Consistency, distinction, and potential metabolic crosstalk of nitrogen mobilization-related genes in silk production and silk gland biology

The domesticated silkworm (Bombyx mori) has evolved a highly efficient nitrogen utilization system to support silk production. The silk glands play a pleiotropic role in sequestering nitrogen resources for silk synthesis, mitigating aminoacidemia by assimilating free amino acids, and reallocating nitrogen during metamorphosis through programmed cell death. However, the specific functions of nitrogen metabolism-related genes in this process remain unclear. Using CRISPR/Cas9-based gene editing, mutations were generated in glutamine synthetase (GS), glutamate synthetase (GOGAT), asparagine synthetase (AS), glutamate dehydrogenase (GDH) and glutamate oxaloacetate transaminase 1 (GOT1). Disruption of GS, GOGAT, and AS consistently reduced silkworm cocoon and pupal weight and significantly down-regulated silk protein gene transcription, whereas GOT1 mutation had no such effect. GOGAT mutants exhibited abnormally enlarged silk glands, whereas GS and AS mutants showed delayed programmed cell death in the silk glands. In contrast, GOT1 mutants displayed normal silk gland morphology but were consistently smaller. Disruption of GS, GOGAT, and AS led to more extensive transcriptional changes, including altered expression of transcription factors in the silk glands, compared with GOT1 mutants.
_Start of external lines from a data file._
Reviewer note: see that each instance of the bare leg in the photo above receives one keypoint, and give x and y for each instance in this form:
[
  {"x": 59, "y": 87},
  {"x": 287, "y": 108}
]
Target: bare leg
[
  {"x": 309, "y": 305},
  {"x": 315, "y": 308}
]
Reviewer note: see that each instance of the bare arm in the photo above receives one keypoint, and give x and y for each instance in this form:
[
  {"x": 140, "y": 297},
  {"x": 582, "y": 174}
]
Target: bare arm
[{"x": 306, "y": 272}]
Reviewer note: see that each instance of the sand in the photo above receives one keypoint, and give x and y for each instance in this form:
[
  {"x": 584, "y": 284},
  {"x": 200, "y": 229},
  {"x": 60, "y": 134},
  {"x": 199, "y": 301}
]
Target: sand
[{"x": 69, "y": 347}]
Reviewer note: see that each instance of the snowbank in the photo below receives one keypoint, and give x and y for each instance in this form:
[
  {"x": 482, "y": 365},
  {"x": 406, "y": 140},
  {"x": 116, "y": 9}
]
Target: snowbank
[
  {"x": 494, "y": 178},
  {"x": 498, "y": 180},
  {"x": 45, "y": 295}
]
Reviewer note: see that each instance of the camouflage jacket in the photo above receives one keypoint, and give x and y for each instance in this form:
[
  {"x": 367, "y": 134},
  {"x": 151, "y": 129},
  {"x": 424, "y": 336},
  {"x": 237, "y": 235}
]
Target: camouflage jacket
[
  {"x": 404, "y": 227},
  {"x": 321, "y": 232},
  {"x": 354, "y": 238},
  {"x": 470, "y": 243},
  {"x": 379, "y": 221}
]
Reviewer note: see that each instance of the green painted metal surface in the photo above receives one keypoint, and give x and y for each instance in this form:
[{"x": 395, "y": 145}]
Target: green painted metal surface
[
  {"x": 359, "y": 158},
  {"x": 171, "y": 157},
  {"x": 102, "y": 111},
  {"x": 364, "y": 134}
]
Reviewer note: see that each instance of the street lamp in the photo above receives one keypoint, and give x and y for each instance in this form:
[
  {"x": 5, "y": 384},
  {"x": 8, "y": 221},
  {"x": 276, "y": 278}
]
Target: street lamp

Both GS and GOGAT mutants exhibited up-regulation of AS and GDH, while only GOGAT mutants displayed elevated AS enzymatic activity, suggesting that GOGAT may compete with AS for glutamine in the silk glands to support silk protein synthesis. AS mutants showed significantly elevated GOT activity and up-regulation of several metabolic pathways, indicating that AS may functionally interact with GOT in regulating both silk gland development and programmed cell death during metamorphosis.